I tell this anecdote to try and impress upon you just how many people go to the March for Life. These 20,000-plus people only represent the Catholic youth. By the time you get to the actual March you have older Catholics and people of all ages from all different faiths. It is impossible for me to even estimate how many people attend the March.
At one point during the March my cousin and I sat down to rest for about 15 minutes. The people just kept coming! Even when the crowd appeared to be thinning out more and more kept coming! It was never-ending! There were
representations from colleges, religious groups, parishes, you name it! But the most moving
group was the hundreds of women at the front 0f the March with signs proclaiming "I Regret My Abortion".
And then you think of all the people who couldn't make it to the March. Students who have midterms, people who are sick, people who can't take the day off from work, who live too far away, whatever. There must be thousands more pro-lifers who can't even make it to the March. Imagine if we could get every single pro-lifer in the country to D.C. on that day. We would completely take over Washington!
And isn't it ironic that 9 unelected judges can disregard the wishes of all these millions of people? 9 unelected supreme court justices can decide to throw away the constitution and show absolute contempt for the will of the people which is what this entire country is founded on.
P.S. - possibly the most amazing experience of the entire day, however, was when we were leaving St. Joseph's Church where the Diocese of Rockville Centre gathered after the March. We were about two blocks away from the church when we turned around and saw a rainbow spanning the entire sky ending right over the Church. See picture below.
"God added: 'This is the sign that I am giving for all ages to come, of the covenant between me and you and every living creature with you: I set my bow in the clouds to serve as a sign of the covenant between me and the earth. When I bring clouds over the earth, and the bow appears in the clouds, I will recall the covenant I have made between me and you and all living beings, so that the waters shall never again become a flood to destroy all mortal beings. As the bow appears in the clouds, I will see it and recall the everlasting covenant that I have established between God and all living beings - all mortal creatures that are on earth.'"

Friday, January 18, 2008

Feminazis - Putting women back in chains

Feminists often accuse the pro-life movement of being a bunch of men telling women what to do. Feminism is supposed to be about giving women equal rights with men. The first suffragettes, women like Susan B. Anthony, Elizabeth Cady Stanton, Alice Paul, etc., had to spend much of their time first convincing society that women could think for themselves and did not need to be told what to do by men. However today's feminists seem to want to portray the image that only the women who think the way they do are able to think for themselves. The rest of us are indeed what patriarchal societies for thousands of years portrayed us to be, poor, simpering creatures who need men to tell them what to do. I flatter myself that I am quite capable of thinking for myself and don't need anyone to tell me what to do.
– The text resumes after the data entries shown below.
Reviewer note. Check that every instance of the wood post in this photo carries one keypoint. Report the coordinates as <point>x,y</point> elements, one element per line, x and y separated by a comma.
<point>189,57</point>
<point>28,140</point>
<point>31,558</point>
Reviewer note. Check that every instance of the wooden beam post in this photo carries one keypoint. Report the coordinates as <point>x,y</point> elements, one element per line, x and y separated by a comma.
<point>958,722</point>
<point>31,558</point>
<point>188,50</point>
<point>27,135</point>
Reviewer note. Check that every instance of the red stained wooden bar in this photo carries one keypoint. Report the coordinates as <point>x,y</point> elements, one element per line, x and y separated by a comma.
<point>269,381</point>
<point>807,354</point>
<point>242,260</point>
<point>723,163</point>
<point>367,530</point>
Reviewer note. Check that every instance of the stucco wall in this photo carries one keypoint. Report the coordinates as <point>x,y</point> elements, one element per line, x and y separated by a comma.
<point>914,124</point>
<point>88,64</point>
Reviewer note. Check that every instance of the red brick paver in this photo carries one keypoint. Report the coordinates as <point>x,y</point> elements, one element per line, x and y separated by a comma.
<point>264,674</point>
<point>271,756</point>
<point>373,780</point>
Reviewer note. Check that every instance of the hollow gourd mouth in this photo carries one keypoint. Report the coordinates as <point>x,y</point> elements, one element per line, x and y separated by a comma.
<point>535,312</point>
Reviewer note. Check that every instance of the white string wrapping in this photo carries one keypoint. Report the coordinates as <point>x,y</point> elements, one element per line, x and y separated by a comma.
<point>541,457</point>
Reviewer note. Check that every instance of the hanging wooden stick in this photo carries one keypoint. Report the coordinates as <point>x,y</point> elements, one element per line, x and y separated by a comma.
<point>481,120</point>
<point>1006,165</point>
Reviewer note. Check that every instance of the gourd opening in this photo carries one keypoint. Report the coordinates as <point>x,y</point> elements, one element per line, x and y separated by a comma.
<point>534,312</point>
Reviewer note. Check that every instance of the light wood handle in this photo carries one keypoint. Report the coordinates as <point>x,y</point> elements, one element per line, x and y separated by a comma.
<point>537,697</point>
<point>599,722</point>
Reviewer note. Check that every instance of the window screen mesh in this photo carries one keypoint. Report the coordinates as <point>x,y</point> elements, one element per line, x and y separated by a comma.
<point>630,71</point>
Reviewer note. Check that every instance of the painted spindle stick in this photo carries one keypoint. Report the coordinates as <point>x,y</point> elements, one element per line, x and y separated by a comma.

Now, if you look at this situation objectively, you will find that, ironically, the feminists often seem to be the ones who are telling women what they should think. Perhaps because they are not men they think this makes it all right but I for one see no difference between a man telling a woman what she should think and do and a woman telling another woman the same thing.

The feminists should be encouraging us women to think for ourselves, to look at evidence, consider facts, become informed citizens. They should encourage us to have self-esteem, to value ourselves and our bodies. Instead they tell us to treat our bodies as trash as long as we use a condom. And if that doesn't work (36% of the time) they send you to get an abortion.

Feminists have trained today's females to treat their bodies like trash. They have trained us women to believe that unless we do as they tell us we are not thinking for ourselves (does anyone else catch the hypocrisy in that?). And finally they are denying hundreds of thousands of women the greatest right of women, the right to be a mother.